Medium – Book
About the Book – Audrey and Ivy are two students at the prestigious Illumen Hall on the South Coast of England. The school is famous and well-regarded, with a strange obsession with magpies. Ivy is a straight-A student who lives in a council flat in London outside of term-time, Audrey is an American sweetheart with a rich daddy who moves to the UK after trauma in her past. Before Audrey arrives, the normally kind and friendly school experiences a terrible event – at an end-of-term party, the popular and beautiful Lola Radcliffe is found dead on the local beach with an elaborate tattoo of a magpie on her back. Soon after term restarts, a mysterious podcast airs, with the headline ‘I know who killed Lola. And one of you is next’.

My Rating – 3.5/5
My Thoughts – This book was part of one of the YA book boxes I get, and came with a whole set of bookish treats under the theme of ‘Secret Societies’. It’s a book I have mixed feelings about, so I will discuss what I enjoyed first, and then not so much. So, firstly, I really liked the burgeoning friendship between Ivy and Audrey – they start off really hating each other, but come to like each other regardless of their differences. They are likeable characters, and Ivy especially is someone that manages to be kind and caring without losing her edge. The school seems generally quite a nice place to be – a bit of cattiness and bitching, but no huge bullying rings etc. The plot was engrossing and kept my interest. The descriptions of both main characters’ anxieties and panic attacks are believable. I read the book quickly and needed to finish it before I could go to sleep – the sign of a good book!

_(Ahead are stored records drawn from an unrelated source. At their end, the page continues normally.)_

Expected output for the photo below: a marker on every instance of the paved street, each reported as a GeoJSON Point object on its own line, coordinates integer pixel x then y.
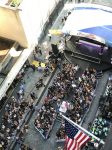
{"type": "Point", "coordinates": [33, 139]}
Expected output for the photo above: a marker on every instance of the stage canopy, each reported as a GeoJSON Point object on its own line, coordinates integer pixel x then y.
{"type": "Point", "coordinates": [90, 20]}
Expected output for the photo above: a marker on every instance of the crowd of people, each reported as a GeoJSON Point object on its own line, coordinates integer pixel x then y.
{"type": "Point", "coordinates": [100, 127]}
{"type": "Point", "coordinates": [64, 85]}
{"type": "Point", "coordinates": [57, 92]}
{"type": "Point", "coordinates": [13, 116]}
{"type": "Point", "coordinates": [83, 93]}
{"type": "Point", "coordinates": [14, 112]}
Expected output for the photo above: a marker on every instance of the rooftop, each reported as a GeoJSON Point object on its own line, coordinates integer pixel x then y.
{"type": "Point", "coordinates": [12, 3]}
{"type": "Point", "coordinates": [5, 46]}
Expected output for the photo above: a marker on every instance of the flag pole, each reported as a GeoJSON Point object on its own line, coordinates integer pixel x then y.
{"type": "Point", "coordinates": [75, 124]}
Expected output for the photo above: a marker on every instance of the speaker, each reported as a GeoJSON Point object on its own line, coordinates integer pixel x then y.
{"type": "Point", "coordinates": [55, 49]}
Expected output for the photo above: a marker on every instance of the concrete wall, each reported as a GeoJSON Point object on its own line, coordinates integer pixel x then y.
{"type": "Point", "coordinates": [33, 16]}
{"type": "Point", "coordinates": [25, 24]}
{"type": "Point", "coordinates": [10, 26]}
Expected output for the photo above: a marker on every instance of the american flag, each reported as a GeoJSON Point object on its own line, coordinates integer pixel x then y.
{"type": "Point", "coordinates": [75, 138]}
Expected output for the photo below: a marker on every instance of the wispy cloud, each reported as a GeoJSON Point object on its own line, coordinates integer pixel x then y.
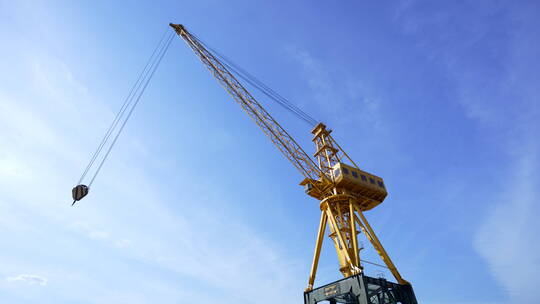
{"type": "Point", "coordinates": [496, 91]}
{"type": "Point", "coordinates": [30, 279]}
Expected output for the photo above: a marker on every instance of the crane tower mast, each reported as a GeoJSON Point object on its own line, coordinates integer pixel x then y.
{"type": "Point", "coordinates": [344, 191]}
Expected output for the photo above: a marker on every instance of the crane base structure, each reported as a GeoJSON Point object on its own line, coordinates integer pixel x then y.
{"type": "Point", "coordinates": [361, 289]}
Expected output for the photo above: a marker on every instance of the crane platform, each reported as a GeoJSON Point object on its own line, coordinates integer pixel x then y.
{"type": "Point", "coordinates": [361, 289]}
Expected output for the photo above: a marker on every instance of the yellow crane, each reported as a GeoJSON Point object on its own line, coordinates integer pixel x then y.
{"type": "Point", "coordinates": [343, 190]}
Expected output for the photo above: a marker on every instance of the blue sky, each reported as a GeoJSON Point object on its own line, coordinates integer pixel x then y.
{"type": "Point", "coordinates": [438, 98]}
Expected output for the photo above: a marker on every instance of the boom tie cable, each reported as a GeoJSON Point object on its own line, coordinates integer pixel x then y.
{"type": "Point", "coordinates": [128, 107]}
{"type": "Point", "coordinates": [259, 85]}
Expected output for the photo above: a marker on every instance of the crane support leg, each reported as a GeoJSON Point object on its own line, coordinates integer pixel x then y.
{"type": "Point", "coordinates": [352, 224]}
{"type": "Point", "coordinates": [317, 253]}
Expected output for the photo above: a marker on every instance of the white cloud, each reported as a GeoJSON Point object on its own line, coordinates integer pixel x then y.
{"type": "Point", "coordinates": [30, 279]}
{"type": "Point", "coordinates": [507, 238]}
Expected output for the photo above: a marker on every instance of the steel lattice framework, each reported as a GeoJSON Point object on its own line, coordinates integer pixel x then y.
{"type": "Point", "coordinates": [341, 208]}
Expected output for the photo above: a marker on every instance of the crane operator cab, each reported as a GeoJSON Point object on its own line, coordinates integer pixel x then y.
{"type": "Point", "coordinates": [368, 187]}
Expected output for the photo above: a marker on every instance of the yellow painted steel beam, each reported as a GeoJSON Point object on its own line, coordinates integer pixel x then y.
{"type": "Point", "coordinates": [317, 253]}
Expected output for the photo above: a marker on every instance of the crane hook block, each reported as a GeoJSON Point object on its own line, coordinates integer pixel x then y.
{"type": "Point", "coordinates": [78, 192]}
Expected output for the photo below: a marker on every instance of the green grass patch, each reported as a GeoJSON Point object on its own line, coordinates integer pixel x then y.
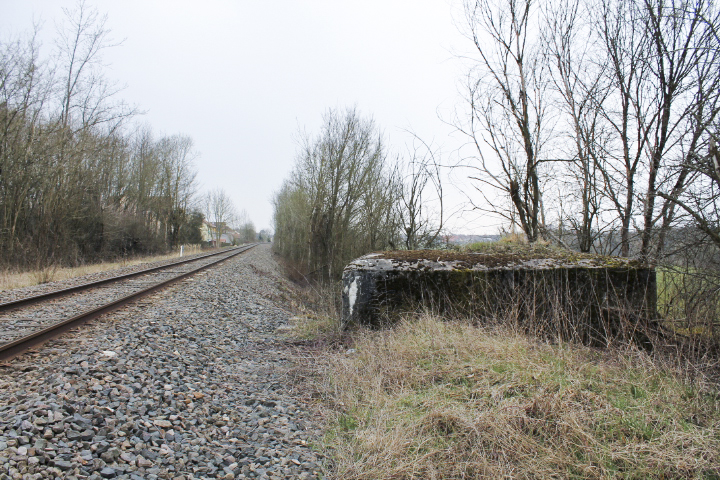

So – what wasn’t so good? There were some bits of the book which weren’t as well written. The book is written by two authors and I did wonder if one of the characters was written by one of the authors and one the other, as I found Ivy’s chapters generally better written than Audrey’s. For a YA book there is an awful lot of swearing. I am a little sensitive to swearing in books, but generally expect it in more ‘adult’ books. The swearing just seemed a little randomly placed. The descriptions of the characters are a bit laboured – every character is defined by their skin colour before any other aspects. I love that the authors made the school so multi-cultural, but the descriptions of the colour of each of the characters’ skintones just seemed a bit clumsy. Another aspect I thought could have been done ‘better’ in this age of interactivity was the online elements – a website is provided but doesn’t really link anywhere, a podcast is mentioned which could have been created. It just seems like the book’s PR teams missed a trick.